This is something that has come to me today as a conversation ebbed and flowed on one of the university support group lists. On the list, the topic that was being discussed was a recent outage on one of the networks. With a good dose of “geek” being tossed about, it wasn’t really that interesting to me, but I knew enough that what was going on was really ignoreable. Later on it turned out that this outage actually caused a ripple effect in it’s patching and it brought down the access to one of the commonly used elearning systems on campus. This is something that may have been caught if the original patching was careful, but it seems to me that (without really knowing what is the true story) elearning systems are not on the top of the information technology admin/support priority list (unless it’s directly mandated by their position). This is the second time in as many weeks that the IT support people on campus have had not one clue with regards to the elearning systems that students rely on.
The second part of this observation was when I was working with a fellow IDer over email and while the ID conversation was going fine, the IT terms that came up were just blowing over the top of my colleague’s head. Some of these issues were likely due more to a lack of knowledge with regards to the platforms that were being discussed.

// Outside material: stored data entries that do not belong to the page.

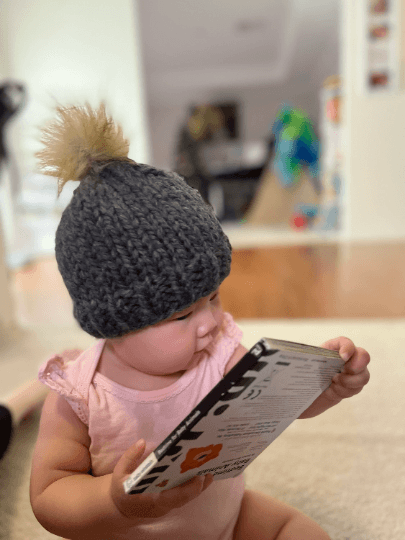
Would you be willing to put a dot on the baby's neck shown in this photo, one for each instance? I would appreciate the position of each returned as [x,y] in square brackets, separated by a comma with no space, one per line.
[111,367]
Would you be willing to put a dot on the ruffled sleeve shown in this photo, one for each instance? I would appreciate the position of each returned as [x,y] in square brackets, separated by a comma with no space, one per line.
[61,373]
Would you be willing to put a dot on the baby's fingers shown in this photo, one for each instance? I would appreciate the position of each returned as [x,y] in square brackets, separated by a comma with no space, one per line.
[352,381]
[358,362]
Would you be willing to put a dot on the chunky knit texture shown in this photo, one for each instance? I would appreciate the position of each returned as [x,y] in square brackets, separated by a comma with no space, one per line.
[135,245]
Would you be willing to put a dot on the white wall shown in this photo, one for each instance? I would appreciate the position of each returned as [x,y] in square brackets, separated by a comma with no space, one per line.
[374,127]
[71,52]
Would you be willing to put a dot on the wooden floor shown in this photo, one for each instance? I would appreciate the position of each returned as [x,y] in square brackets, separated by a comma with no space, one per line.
[319,281]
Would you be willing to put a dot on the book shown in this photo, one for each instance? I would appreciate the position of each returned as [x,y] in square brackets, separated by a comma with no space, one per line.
[271,386]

So what do these two points have in common – other than some degree of overspecialization at best (arrogance/ignorance at worst in similar cases) – ? I think it’s a lack of a shared vocabulary (something that I was talking with some instructors about yesterday when they were wondering why students were having trouble with a given concept) that is creating the gap.
Some of this is important because it shows how instructional technology and information technology are indeed starting differentiating (just like there are LAN Admins who are different from Database Admins in the info tech world), but it is disturbing because if there is nobody who can stand with a finger in both pies, many of the technology integration projects out there are going to fall to info tech people with little instructional technology or info tech implementations that are going to fall into the perview of instructional people.
A bit of a rant, so I’ll clean it up as I get the time and clear my head.
By the by, has anyone else noticed that WP’s new editor doesn’t allow spell checking on the visual tab? You have to go to the code view to see it. I also noticed that I suddenly got tools on the visual editor that weren’t there last night.